Last Update: 2019-09-03 00:00:00 - Source: kurdistan 24

ERBIL (Kurdistan 24) – Caucher Birkar, a 41-year old Kurd who rose to fame for winning the prestigious Fields Medal in 2018, has now gone on to top Prospect Magazine’s 50 world thinkers list this Tuesday, with more than half of the total vote.

Birkar was announced the winner in a special supplement containing extended profiles of the top ten on the list.

According to the publication, Birkar won by a landslide, getting more than half the total vote.

“Judging by the comments we received from his fans—many in Kurdish—it seems likely he tapped into support from that part of the world. No one ever said online polls were as rigorous as maths,” the magazine said.

Prospect’s Tom Clark wrote in an interview with Birkar that “the runaway winner was a thinker of a different sort”.

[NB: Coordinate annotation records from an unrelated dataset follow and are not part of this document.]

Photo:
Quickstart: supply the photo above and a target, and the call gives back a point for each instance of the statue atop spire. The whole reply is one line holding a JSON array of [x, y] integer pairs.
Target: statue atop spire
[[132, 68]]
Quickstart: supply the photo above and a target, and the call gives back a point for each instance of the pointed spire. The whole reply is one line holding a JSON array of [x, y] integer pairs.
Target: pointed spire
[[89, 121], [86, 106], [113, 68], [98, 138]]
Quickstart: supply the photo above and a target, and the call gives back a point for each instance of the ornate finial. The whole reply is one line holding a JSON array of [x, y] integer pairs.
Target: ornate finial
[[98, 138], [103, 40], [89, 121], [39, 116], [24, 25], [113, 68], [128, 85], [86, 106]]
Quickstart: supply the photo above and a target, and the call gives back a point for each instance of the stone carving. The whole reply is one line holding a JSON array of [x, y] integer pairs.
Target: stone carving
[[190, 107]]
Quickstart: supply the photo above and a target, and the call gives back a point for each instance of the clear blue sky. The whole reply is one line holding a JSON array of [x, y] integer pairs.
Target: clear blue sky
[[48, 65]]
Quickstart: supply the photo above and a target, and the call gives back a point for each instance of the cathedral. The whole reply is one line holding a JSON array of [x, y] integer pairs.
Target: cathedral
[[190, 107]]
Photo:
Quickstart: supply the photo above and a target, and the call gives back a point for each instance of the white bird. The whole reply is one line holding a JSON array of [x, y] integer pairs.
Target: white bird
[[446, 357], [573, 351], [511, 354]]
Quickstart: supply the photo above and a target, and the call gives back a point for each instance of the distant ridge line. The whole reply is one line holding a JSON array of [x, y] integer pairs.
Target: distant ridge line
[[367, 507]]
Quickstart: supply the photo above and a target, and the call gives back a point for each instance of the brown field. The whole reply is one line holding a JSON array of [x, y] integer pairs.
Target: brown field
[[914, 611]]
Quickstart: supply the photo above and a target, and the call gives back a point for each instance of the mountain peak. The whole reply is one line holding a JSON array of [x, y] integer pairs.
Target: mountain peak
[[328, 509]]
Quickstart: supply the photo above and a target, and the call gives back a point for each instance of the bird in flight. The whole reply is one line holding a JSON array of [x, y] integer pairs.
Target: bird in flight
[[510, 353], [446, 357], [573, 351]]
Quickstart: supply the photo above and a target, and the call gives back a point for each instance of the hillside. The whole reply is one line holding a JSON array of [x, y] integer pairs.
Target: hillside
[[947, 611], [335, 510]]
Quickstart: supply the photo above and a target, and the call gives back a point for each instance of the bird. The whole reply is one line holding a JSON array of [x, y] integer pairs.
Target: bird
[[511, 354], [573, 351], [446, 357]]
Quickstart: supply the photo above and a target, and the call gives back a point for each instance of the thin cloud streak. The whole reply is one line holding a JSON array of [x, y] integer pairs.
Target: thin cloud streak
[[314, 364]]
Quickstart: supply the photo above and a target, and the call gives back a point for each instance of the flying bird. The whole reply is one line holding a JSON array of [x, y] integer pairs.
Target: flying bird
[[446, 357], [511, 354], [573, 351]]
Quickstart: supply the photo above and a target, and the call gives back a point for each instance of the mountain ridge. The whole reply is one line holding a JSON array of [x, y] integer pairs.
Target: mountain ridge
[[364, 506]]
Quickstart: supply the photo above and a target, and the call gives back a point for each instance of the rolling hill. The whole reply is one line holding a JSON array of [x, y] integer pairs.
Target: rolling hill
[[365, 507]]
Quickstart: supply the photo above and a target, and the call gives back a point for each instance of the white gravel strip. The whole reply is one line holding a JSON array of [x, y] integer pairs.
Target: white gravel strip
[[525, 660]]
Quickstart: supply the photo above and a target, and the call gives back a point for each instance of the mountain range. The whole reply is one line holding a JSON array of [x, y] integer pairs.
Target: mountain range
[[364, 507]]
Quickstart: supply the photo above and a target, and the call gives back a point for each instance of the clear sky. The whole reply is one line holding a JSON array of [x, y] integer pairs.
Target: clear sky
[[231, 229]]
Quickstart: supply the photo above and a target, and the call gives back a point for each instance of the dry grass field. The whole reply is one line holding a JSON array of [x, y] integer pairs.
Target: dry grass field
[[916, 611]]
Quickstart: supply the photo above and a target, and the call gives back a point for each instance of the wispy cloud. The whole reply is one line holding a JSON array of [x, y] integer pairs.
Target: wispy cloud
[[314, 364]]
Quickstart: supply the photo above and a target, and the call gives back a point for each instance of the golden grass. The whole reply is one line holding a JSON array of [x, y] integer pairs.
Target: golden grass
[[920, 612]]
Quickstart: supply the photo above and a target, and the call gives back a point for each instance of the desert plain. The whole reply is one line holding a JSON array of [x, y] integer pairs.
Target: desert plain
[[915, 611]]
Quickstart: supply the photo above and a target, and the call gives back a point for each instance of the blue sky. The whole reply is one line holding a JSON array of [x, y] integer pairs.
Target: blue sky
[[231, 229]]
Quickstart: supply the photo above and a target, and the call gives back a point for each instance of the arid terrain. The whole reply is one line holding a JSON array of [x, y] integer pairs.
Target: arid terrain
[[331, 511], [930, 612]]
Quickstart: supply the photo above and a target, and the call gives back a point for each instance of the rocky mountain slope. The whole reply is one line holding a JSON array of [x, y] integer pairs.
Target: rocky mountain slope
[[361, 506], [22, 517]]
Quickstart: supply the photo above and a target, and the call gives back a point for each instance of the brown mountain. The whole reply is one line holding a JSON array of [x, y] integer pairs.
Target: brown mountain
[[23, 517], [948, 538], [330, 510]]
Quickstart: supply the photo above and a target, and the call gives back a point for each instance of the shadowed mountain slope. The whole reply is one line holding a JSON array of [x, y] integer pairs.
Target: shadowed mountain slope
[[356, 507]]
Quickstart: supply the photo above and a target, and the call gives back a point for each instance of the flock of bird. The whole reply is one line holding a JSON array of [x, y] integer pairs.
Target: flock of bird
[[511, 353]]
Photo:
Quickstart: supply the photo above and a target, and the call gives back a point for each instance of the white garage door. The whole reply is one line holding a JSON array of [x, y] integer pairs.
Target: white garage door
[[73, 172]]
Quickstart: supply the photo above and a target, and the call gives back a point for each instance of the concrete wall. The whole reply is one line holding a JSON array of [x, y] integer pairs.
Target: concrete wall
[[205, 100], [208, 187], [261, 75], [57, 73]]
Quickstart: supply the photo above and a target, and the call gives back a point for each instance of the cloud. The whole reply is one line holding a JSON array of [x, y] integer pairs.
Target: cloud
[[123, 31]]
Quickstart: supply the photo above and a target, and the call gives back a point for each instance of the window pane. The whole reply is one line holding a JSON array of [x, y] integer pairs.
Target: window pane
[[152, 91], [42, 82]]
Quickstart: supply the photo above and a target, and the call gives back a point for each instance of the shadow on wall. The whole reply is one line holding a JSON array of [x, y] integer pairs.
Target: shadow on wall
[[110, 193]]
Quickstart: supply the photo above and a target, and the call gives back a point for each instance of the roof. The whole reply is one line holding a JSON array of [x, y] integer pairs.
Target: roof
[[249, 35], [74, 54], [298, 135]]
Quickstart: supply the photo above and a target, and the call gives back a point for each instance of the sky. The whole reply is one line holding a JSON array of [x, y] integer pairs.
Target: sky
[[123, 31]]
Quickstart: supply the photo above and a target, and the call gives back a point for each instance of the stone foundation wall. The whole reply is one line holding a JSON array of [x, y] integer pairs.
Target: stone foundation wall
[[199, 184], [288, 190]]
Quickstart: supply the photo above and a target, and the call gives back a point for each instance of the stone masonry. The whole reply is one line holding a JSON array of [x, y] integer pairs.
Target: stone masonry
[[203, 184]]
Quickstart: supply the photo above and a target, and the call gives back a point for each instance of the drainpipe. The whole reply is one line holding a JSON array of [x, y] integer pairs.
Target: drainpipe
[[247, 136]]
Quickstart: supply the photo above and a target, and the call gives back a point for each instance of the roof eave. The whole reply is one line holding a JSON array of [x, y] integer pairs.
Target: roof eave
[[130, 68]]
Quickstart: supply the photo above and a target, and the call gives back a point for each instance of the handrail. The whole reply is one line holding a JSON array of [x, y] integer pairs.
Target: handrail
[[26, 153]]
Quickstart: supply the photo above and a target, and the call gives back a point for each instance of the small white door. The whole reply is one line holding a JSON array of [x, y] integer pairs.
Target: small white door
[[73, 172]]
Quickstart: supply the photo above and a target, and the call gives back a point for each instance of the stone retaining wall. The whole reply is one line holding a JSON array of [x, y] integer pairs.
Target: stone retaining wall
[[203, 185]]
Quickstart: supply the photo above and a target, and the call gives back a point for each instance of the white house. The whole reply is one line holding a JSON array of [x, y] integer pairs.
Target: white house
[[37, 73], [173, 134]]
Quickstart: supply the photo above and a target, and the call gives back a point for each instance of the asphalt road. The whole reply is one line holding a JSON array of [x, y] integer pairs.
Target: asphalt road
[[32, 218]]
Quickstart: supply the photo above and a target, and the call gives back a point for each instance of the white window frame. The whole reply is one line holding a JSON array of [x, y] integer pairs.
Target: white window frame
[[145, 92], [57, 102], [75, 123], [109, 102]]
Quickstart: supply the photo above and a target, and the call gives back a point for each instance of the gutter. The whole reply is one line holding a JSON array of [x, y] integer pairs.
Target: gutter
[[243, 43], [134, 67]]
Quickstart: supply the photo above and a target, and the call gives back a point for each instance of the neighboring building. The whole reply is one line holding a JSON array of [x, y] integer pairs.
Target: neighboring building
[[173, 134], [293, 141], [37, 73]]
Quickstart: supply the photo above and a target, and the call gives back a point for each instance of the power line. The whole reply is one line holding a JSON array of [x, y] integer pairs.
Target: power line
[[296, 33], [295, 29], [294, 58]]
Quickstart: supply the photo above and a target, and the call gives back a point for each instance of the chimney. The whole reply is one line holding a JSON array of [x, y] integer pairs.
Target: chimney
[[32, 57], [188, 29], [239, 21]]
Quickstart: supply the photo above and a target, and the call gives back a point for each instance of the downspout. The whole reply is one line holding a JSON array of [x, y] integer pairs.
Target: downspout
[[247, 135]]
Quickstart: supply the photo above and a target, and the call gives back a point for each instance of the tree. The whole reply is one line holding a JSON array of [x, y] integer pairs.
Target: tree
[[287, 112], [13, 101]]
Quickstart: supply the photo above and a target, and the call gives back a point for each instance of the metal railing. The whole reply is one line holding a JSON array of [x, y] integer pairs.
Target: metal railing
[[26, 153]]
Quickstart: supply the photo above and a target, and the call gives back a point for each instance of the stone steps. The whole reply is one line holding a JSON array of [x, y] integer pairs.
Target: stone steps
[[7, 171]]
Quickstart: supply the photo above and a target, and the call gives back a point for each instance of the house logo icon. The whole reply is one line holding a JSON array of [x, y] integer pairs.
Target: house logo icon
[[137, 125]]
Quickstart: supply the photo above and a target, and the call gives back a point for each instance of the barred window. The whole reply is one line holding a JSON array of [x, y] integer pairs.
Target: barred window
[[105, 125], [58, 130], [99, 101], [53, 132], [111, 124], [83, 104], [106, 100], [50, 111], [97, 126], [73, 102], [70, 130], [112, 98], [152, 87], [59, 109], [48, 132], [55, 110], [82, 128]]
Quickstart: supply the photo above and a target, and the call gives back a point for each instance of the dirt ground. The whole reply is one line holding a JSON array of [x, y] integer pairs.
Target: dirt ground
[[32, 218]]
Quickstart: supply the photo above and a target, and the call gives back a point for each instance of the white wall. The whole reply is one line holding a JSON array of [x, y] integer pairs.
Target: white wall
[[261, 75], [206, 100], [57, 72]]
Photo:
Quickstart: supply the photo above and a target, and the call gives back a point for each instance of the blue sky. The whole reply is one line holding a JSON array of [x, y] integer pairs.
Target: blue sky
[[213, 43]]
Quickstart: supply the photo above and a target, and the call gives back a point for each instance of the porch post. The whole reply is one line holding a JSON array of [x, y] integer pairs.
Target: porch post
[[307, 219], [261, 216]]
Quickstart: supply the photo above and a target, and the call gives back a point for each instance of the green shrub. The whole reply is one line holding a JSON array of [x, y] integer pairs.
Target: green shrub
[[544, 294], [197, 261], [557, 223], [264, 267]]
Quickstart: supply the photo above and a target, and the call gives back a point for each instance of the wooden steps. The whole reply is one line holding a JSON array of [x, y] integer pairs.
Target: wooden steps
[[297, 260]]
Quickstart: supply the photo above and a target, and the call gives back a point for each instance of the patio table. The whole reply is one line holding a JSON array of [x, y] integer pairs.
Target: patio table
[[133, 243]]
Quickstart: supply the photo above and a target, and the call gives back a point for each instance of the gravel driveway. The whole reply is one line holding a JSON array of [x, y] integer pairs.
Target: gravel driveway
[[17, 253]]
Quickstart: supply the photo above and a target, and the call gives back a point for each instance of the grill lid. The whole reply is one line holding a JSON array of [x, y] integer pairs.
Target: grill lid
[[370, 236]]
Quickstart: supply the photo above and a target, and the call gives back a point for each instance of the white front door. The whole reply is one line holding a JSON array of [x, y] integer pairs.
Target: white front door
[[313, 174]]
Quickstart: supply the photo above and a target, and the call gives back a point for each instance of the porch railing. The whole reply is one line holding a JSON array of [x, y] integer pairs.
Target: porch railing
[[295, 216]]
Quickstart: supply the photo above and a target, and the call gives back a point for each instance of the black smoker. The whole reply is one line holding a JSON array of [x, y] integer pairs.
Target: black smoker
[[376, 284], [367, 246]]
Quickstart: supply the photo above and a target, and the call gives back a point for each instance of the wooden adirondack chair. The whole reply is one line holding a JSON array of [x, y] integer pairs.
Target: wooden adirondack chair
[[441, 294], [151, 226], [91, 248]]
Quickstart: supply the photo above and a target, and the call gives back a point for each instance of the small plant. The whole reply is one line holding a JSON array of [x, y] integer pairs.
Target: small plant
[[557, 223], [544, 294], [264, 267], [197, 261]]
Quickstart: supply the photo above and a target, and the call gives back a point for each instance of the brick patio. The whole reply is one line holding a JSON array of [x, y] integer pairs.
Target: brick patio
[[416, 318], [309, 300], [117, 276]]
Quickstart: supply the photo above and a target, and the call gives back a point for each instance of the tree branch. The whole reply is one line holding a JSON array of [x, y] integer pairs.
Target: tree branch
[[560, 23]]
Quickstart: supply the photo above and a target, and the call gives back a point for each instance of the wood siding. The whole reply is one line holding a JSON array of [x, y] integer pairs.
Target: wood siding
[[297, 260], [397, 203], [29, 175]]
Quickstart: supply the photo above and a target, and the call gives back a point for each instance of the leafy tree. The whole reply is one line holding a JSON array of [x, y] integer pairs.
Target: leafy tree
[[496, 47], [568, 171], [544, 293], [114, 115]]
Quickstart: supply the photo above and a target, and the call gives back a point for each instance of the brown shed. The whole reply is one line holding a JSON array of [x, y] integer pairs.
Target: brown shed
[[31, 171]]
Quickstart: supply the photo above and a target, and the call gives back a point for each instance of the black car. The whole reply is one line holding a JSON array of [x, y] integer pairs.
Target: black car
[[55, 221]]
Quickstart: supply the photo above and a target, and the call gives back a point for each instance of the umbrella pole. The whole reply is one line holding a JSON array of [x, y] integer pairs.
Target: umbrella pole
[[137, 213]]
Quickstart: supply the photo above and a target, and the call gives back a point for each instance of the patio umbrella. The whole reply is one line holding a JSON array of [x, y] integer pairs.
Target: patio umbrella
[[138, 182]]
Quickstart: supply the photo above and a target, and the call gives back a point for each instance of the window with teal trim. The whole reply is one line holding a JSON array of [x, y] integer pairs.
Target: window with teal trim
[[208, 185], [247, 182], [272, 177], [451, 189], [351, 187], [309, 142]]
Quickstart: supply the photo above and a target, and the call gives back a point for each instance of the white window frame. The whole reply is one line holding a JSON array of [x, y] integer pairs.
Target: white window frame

“It’s hugely satisfying to see work of pure thought honoured in this way—and doubly so because this is a Fields Medal winner with quite a backstory,” he said.

Birkar is a Kurd from Iran, Clark pointed out, “one of four states that plays home to the stateless Kurdish people, and one where the traditional answer to their national aspirations has been an iron fist.”

Birkar was born in Mariwan in Iranian Kurdistan (Rojhilat) in 1978. The mathematician sought asylum in the United Kingdom in 2000 and went on to become a professor at Cambridge University.

In 2018, Birkar was awarded the prestigious Fields Medal, also known as the Nobel Prize for Mathematics. The prize is presented every four years to candidates under 40 years old who are recognized for their significant contributions in the field of mathematics.

Earlier this year, Birkar was presented an honorary doctorate from Erbil’s Salahaddin University. He also received the People’s Award at a ceremony in London in June 2019.

Birkar told Prospect Magazine that “mathematics is part science, part art,” and often goes hand-in-hand with other interests.

He said that in his own case, these include “psychology, human history, natural history and music.” Birkar revealed he often does his “brain-stretching work while listening to western classical or Kurdish music.”

Birkar also said that some still think of an intellectual as “someone working in literature,” and “struggle to digest the idea that a mathematician can be a top thinker.”

In Kurdish, however, it transpires that “Birkar” doesn’t just mean “mathematician”—it also means “thinker.”